How about the Cleb­sch-Gor­dan co­ef­fi­cients to com­bine other lad­ders than the spins of two spin $\leavevmode \kern.03em\raise.7ex\hbox{\the\scriptfont0 1}\kern-.2em
/\kern-.21em\lower.56ex\hbox{\the\scriptfont0 2}\kern.05em$ par­ti­cles? Well, the same pro­ce­dures used in the pre­vi­ous sec­tion work just as well to com­bine the an­gu­lar mo­menta of any two an­gu­lar mo­men­tum lad­ders, what­ever their size.
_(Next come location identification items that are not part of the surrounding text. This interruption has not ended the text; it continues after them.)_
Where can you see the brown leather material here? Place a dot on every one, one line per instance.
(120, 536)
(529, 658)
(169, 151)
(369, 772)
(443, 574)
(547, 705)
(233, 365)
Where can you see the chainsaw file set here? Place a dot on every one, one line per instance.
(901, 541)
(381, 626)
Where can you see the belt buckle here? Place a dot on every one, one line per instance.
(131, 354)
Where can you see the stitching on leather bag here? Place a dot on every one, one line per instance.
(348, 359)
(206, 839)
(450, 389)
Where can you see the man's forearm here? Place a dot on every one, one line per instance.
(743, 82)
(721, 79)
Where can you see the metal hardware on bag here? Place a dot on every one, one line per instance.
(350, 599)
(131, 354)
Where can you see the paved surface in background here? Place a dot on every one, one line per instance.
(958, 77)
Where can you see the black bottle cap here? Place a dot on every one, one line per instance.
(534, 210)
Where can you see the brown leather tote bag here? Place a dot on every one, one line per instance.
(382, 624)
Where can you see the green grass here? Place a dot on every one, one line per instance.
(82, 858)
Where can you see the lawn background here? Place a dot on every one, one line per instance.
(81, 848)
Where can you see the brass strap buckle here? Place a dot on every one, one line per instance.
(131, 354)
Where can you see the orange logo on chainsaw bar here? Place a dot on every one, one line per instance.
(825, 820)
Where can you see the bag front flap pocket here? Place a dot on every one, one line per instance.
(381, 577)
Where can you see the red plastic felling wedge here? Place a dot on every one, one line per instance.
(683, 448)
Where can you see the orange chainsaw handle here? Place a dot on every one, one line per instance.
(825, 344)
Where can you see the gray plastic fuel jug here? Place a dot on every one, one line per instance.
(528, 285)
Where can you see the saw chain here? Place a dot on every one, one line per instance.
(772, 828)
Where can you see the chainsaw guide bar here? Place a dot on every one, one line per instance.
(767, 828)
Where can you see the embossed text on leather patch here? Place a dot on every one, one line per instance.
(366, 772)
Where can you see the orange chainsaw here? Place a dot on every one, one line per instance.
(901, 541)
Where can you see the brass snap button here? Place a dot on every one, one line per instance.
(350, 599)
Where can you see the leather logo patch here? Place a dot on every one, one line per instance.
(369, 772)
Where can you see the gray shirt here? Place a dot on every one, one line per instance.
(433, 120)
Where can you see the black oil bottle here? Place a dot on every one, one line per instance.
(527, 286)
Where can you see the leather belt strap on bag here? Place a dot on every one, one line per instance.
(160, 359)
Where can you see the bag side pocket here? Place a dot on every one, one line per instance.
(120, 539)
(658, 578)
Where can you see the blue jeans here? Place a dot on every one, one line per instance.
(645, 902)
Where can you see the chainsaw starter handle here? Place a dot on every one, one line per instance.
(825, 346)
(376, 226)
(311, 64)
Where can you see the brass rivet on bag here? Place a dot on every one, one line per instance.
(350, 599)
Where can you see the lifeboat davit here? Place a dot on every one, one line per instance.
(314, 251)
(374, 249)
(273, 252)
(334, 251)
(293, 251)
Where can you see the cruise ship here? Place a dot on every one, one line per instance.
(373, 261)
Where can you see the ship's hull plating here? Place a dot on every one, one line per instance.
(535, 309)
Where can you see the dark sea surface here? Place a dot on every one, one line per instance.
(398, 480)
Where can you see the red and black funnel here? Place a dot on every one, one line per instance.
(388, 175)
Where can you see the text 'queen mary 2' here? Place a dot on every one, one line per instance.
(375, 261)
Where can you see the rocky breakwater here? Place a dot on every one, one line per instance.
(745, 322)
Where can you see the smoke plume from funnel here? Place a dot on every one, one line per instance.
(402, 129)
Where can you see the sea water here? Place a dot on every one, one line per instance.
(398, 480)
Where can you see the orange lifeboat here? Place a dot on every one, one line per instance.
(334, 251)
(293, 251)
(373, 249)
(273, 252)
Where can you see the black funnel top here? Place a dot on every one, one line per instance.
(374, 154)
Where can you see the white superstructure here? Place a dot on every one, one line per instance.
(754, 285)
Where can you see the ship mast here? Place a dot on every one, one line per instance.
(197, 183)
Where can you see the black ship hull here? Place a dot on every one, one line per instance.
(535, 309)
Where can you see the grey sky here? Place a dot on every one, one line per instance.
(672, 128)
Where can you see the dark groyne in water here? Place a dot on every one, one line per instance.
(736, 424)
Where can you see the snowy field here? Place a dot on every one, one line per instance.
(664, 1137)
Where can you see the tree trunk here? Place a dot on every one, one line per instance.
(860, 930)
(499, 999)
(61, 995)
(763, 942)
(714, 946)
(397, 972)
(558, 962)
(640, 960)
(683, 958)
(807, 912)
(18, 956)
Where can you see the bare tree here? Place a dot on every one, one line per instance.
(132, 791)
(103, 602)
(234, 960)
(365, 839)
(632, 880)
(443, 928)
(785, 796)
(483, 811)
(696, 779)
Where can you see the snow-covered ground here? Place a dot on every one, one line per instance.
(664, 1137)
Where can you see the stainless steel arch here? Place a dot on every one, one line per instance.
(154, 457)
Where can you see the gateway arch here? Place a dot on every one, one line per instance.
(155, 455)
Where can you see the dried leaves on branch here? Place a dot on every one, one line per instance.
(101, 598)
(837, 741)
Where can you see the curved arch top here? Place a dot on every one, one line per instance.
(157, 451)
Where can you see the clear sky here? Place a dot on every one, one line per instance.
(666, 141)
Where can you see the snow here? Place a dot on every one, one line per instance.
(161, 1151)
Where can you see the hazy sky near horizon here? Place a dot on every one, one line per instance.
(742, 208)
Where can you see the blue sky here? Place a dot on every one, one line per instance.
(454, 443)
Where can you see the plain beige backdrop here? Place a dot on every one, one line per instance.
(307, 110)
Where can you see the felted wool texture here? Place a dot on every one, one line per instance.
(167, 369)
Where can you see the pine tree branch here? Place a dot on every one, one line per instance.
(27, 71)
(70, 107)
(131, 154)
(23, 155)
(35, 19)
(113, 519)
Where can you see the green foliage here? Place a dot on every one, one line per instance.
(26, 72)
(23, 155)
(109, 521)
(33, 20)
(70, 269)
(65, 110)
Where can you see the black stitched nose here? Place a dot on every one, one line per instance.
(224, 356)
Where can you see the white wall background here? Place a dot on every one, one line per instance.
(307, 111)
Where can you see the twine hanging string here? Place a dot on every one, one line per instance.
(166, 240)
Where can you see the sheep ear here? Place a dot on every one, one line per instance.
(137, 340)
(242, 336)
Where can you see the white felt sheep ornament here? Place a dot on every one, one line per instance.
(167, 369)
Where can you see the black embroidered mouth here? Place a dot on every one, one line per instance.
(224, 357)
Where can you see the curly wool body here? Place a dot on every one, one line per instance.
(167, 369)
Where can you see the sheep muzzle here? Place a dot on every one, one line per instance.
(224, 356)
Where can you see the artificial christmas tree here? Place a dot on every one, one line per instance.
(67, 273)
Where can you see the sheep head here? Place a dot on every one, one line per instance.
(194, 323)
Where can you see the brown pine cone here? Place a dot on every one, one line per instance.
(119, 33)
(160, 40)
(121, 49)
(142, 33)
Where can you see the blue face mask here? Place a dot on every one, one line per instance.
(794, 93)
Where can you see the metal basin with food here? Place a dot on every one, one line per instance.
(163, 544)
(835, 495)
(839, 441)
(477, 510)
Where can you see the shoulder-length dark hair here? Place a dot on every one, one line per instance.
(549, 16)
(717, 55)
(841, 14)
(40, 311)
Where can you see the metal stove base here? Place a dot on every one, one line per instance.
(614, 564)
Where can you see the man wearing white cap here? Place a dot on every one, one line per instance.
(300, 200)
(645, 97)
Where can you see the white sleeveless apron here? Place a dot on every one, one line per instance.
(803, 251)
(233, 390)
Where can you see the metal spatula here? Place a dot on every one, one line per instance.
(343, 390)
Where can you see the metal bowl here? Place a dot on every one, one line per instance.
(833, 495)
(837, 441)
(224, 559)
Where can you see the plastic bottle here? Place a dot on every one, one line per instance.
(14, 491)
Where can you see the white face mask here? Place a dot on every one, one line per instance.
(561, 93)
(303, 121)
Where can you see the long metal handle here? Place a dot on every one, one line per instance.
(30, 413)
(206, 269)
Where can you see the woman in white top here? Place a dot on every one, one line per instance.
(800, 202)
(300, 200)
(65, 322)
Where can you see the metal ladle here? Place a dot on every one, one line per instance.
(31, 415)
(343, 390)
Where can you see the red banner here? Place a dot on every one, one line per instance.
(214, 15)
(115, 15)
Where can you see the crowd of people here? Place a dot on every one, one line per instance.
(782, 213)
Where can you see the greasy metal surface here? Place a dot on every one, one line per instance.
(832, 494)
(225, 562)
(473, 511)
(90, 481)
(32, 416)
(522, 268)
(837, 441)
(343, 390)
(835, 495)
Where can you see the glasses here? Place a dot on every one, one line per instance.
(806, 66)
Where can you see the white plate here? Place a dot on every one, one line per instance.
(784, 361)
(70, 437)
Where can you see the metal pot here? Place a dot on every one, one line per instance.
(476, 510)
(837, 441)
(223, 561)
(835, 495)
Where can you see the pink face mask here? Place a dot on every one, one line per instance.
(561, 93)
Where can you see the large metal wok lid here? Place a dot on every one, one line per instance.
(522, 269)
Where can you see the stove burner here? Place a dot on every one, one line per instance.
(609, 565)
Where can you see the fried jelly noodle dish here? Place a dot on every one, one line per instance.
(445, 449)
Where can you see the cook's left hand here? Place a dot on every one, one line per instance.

Just the thing for a long win­ter night. Or, if you live in Florida, you just might want to write a lit­tle com­puter pro­gram that does it for you {D.65} and out­puts the ta­bles in hu­man-read­able form {N.30}, like fig­ures 12.5 and 12.6.

From the fig­ures you may note that when two states with to­tal an­gu­lar mo­men­tum quan­tum num­bers $j_a$ and $j_b$ are com­bined, the com­bi­na­tions have to­tal an­gu­lar quan­tum num­bers rang­ing from $j_a+j_b$ to $\vert j_a-j_b\vert$. This is sim­i­lar to the fact that when in clas­si­cal me­chan­ics two an­gu­lar mo­men­tum vec­tors are com­bined, the com­bined to­tal an­gu­lar mo­men­tum $J_{ab}$ is at most $J_a+J_b$ and at least $\vert J_a-J_b\vert$. (The so-called “tri­an­gle in­equal­ity” for com­bin­ing vec­tors.) But of course, $j$ is not quite a pro­por­tional mea­sure of $J$ un­less $J$ is large; in fact, $J$ $\vphantom0\raisebox{1.5pt}{$=$}$ $\sqrt{j(j+1)}\hbar$ {D.66}.